How to Safely Cook a Turkey
- Set the oven temperature to at least 325°. Place the completely thawed turkey with the breast side up in a roasting pan that is 2 to 2-1/2 inches deep. Cooking times will vary depending on the weight of the bird.
- To make sure the turkey has reached a safe internal temperature of 165°F, check by using a food thermometer inserted into the center of the stuffing and the thickest portions of the breast, thigh, and wing joint.
- Let the turkey stand 20 minutes before removing all stuffing from the cavity and carving the meat.
Learn more about safe minimum cooking temperatures and how to use and calibrate a food thermometer for turkey and other foods.
How to Carve a Turkey
- Never cut toward yourself. Your free hand should be placed opposite the side you are carving toward. Don’t place your hand underneath the blade to catch the slice of meat.
- Keep your knife handles and cutting area dry to avoid slips. Good lighting around the cutting area is also important.
- Keep all cutting utensils sharp. Having a sharp knife will avoid the need to use a lot of force when cutting, which can be dangerous. Dull knives are more likely to cause slips and are still sharp enough to cause an injury. If possible, use an electric knife.
- Use kitchen shears to tackle the job of cutting bones.

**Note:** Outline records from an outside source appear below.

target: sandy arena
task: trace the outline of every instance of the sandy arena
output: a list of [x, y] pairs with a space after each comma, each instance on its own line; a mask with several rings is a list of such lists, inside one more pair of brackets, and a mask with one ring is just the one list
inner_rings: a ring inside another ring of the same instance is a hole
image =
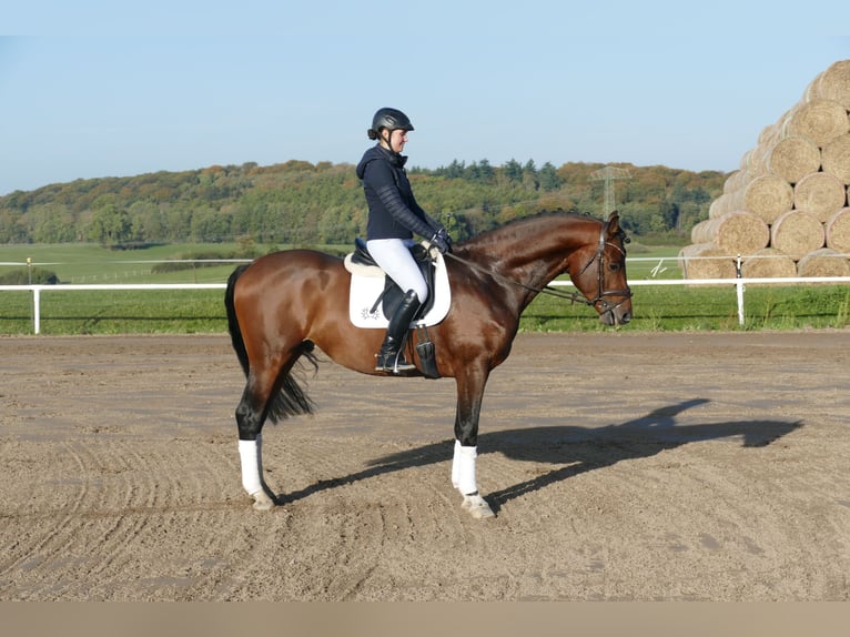
[[473, 519], [454, 381], [326, 361], [240, 484], [226, 335], [0, 338], [2, 600], [848, 600], [850, 331], [520, 335]]

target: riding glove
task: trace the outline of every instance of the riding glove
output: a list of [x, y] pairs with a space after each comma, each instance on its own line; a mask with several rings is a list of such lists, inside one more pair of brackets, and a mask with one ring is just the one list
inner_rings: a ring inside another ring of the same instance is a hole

If you cut your finger or hand, bleeding from minor cuts will often stop by applying direct pressure to the wound with a clean cloth.
How to Store Your Leftovers
- Discard any turkey, stuffing, and gravy left out at room temperature longer than 2 hours; 1 hour in temperatures above 90 °F.
- Divide leftovers into smaller portions. Refrigerate or freeze in covered shallow containers for quicker cooling.
- Use refrigerated turkey, stuffing, and gravy within 3 to 4 days.
- If freezing leftovers, use within 2 to 6 months for best quality.